I asked the Sordar of a particular elaka how the forests are let out for quarrying by violating all the environmental laws. I also asked him if the District Council has any control over the community forests. His answer was vague. Some sordars clandestinely transact land sale without anyone being any the wiser. This is possible because Meghalaya does not insist on compulsory land registration. So the Government has no idea who owns how much land. This is the evil of land ownership and control in the tribal areas of the North East. A time will come when the few landed gentry will control all the land and forests in Meghalaya without the District Councils being able to do anything. The Councils seem to have either lost control or are in league with the traditional institutions in land acquisition pursuits.

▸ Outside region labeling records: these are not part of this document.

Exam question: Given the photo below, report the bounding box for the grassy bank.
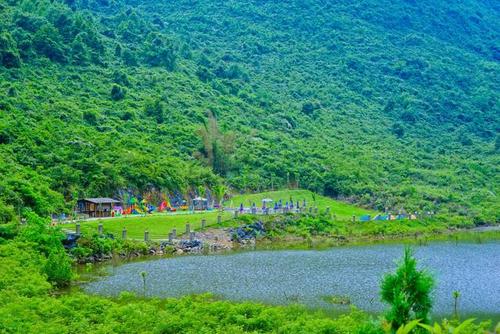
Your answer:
[229,189,377,220]
[63,211,232,240]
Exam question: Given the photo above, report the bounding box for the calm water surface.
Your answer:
[84,241,500,318]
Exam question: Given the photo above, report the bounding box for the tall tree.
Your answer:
[381,247,434,330]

At least one Syiem owns a palatial building when the word Syiem was never meant to refer to a high office. The British equated this chieftain under whose control the villages and elakas functioned to a ‘King’ because for them anyone who controlled and administered over people was a king. It’s amazing how quickly the Khasis who claim to be traditionalists have used the word Syiem to mean King and also behave like real kings today. This is the height of hypocrisy!

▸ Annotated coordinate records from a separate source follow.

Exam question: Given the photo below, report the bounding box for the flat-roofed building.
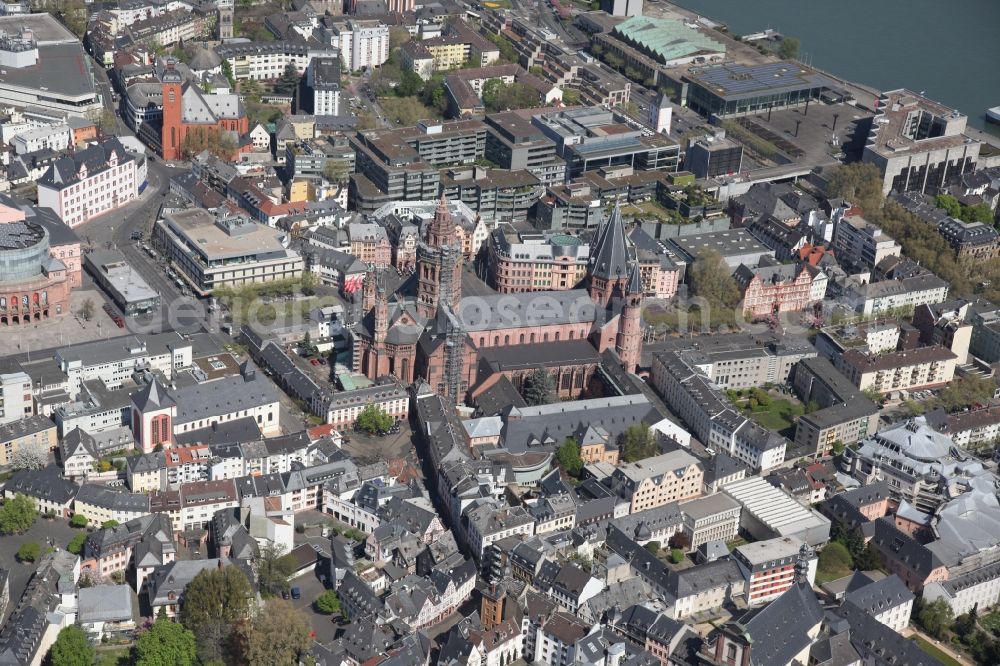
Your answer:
[793,358,879,456]
[678,490,743,552]
[441,166,543,224]
[486,225,590,294]
[683,60,839,116]
[0,416,58,466]
[531,108,680,178]
[836,347,958,393]
[733,536,818,606]
[153,208,303,296]
[668,229,774,270]
[306,57,341,116]
[861,89,983,194]
[0,14,103,115]
[484,111,566,185]
[723,476,830,546]
[832,215,902,271]
[55,331,193,399]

So we are a broken society in every aspect– broken into those owning hectares and hectares of land and those 76% who are landless. Today this number would have grown considering that the latest NITI Aayog report says Meghalaya is the poorest state after Bihar. Does the rich, tribal Khasi elite care about the poor Khasi in the rural hamlets? No, not at all. In fact, the elite Khasi are eyeing even the dwindling farmland that they own and wanting to lay their hands on such land. Go to any of the districts in the Khasi-Jaintia Hills and check out how much land in those districts is now the new investment destination of the tribal elite from Shillong. So we are broken down the middle. The rich are getting richer by the day; the poor are only producing too many children they cannot look after and least of all educate. So we are not just broken because we have a new social class – the landed gentry but we are also broken into those that can afford education and those that are destined to remain cowherds, daily labourers and whose lives are imperilled by uncertainty.
Women broken by unplanned childbirth
Our young women in the villages are enslaved by their child-bearing and child rearing duties. It’s almost as if the only responsibility they have is to produce children. A good number of women still give birth to seven, eight or ten kids without any plans for their future and how those kids can face a future that is so challenging. Planned motherhood is still a taboo; forget about the use of contraceptives for spacing childbirth. At this rate Meghalaya is destined to remain far behind other states that have reduced the total fertility rate considerably thanks to Government initiatives. In Meghalaya religion is the big bottleneck to birth control but religion will not provide free education to these kids who will ultimately end up in a cycle of poverty.
Our brokenness in all respects is complete and we don’t even have a roadmap to repair it.